Frontier Advisors is set to bring its outsourced investment service to market following the appointment of Northern Trust as its custodian following an “extensive and competitive selection process”.
Frontier launched the new service – which it has dubbed “independent CIO” (ICIO), to broaden its offering at a time when funds are increasingly taking investment functions in-house and to keep pace with other asset consulting firms that long ago made a move to implemented consulting. It believes the natural client base is sub-$2 billion asset owners, such as super funds, insurers, endowments and wealth managers that are finding it increasingly difficult to access both custodians and merger partners.
Frontier says the ICIO monicker stems from the fact that the service has no product conflict, with asset owners able to invest in products from other managers rather than take what is built into an implemented portfolio.
“We’ve had great feedback since we announced our ICIO plans in late 2025 and that has come both from our existing clients and a range of groups we haven’t had the chance to work with previously because we could not fully meet their requirements, despite their interest in Frontier,” Frontier CEO Andrew Polson said in a media statement.
“A major part of what these investors are looking for is getting access to custodian services. Having an organisation like Northern Trust providing a consistent, scalable servicing and data framework is powerful and their reputation and record adds to the capability and confidence the Frontier brand provides as part of ICIO.”
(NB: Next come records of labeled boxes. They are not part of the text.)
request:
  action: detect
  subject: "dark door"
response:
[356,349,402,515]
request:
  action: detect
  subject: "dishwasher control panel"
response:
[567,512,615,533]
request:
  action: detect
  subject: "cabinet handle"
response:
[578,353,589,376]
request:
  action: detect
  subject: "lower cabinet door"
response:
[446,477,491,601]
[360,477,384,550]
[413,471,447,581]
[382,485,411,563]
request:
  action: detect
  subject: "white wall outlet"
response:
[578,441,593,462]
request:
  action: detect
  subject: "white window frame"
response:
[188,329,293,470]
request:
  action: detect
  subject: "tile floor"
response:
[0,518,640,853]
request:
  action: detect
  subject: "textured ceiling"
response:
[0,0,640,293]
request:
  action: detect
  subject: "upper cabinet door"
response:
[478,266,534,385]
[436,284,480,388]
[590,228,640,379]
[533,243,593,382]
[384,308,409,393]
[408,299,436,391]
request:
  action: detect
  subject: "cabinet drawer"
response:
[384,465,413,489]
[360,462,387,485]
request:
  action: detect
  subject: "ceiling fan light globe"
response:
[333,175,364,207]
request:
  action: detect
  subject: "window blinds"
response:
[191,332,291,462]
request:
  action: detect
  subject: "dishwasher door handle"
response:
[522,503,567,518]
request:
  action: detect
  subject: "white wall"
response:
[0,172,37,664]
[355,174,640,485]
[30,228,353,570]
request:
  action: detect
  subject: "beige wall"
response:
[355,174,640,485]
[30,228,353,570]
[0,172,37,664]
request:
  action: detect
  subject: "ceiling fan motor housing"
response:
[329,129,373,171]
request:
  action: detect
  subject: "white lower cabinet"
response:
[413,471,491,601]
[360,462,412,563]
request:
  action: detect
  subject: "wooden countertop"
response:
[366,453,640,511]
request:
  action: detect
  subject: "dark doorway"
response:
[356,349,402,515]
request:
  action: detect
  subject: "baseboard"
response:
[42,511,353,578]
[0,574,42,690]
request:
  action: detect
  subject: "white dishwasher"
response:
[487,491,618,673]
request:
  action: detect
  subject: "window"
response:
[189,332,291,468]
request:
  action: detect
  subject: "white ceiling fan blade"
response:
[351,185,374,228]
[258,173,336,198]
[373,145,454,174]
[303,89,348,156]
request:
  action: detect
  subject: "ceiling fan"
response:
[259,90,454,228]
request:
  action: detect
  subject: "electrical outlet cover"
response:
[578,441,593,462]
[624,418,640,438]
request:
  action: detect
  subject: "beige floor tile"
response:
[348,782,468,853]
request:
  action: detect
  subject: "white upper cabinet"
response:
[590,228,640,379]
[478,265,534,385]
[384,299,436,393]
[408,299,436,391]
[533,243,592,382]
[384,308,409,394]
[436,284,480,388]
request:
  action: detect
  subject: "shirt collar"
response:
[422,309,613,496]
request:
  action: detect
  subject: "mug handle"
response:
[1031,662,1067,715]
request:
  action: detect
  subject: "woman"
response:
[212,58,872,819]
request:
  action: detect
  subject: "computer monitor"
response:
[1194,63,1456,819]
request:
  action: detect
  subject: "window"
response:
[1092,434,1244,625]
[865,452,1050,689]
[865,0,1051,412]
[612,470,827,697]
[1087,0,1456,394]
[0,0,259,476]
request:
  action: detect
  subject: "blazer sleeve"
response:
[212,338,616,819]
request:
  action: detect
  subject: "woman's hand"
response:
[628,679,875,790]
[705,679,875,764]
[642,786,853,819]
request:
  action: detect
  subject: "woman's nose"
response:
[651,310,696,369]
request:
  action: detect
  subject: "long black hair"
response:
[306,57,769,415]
State Super’s assets are set to stay with J.P. Morgan, which holds them alongside those of NSW TCorp. While Frontier said that structure is relatively complex and so presents an obstacle to unifying all the assets of its solution under one provider, it understood from the outset that State Super would stay with J.P. Morgan.
While several global custody banks were interested, some balked at providing their services to a new market entrant with a structure that was quite different compared to that of their usual Australian asset owner client base.
The big custodians have in the last few years almost exclusively pursued similarly large superannuation fund clients (custody fees are typically charged as a percentage of assets under management, though the biggest part of their margin comes from other transactional services like cash management and FX) which has resulted in a significant number of smaller asset owners scrambling for a custodian – the situation Frontier is looking to exploit to bulk up its assets under management.
“Australia is a key growth market for Northern Trust, and we continue to build upon our support for institutional investors as they modernise their operating models,” Leon Stavrou, Northern Trust head of Australia and New Zealand, said in a media statement.
“Our commitment to client service, technology, governance and advanced data delivery are central to Frontier Advisors’ ICIO proposition and a key reason we were selected for this mandate. Importantly, our scalable data support model can evolve to meet the requirements of the ICIO platform’s continuing development.”
Frontier has identified “north of 20 targets” ranging from $250 million to $2 billion it wants to shop its ICIO solution to, with Polson telling Investment Magazine in January that it has a “five-year window” to make it work.
“We don’t think that’s an unreasonable framework to work within and I think that gives us an enormous amount of flexibility in terms of what we’ve got to do,” Polson said. “The work we’ve done prior to entering the market and the prospects we’ve seen has given us a significant amount of comfort that this sort of service would be highly desirable to a range of players out there.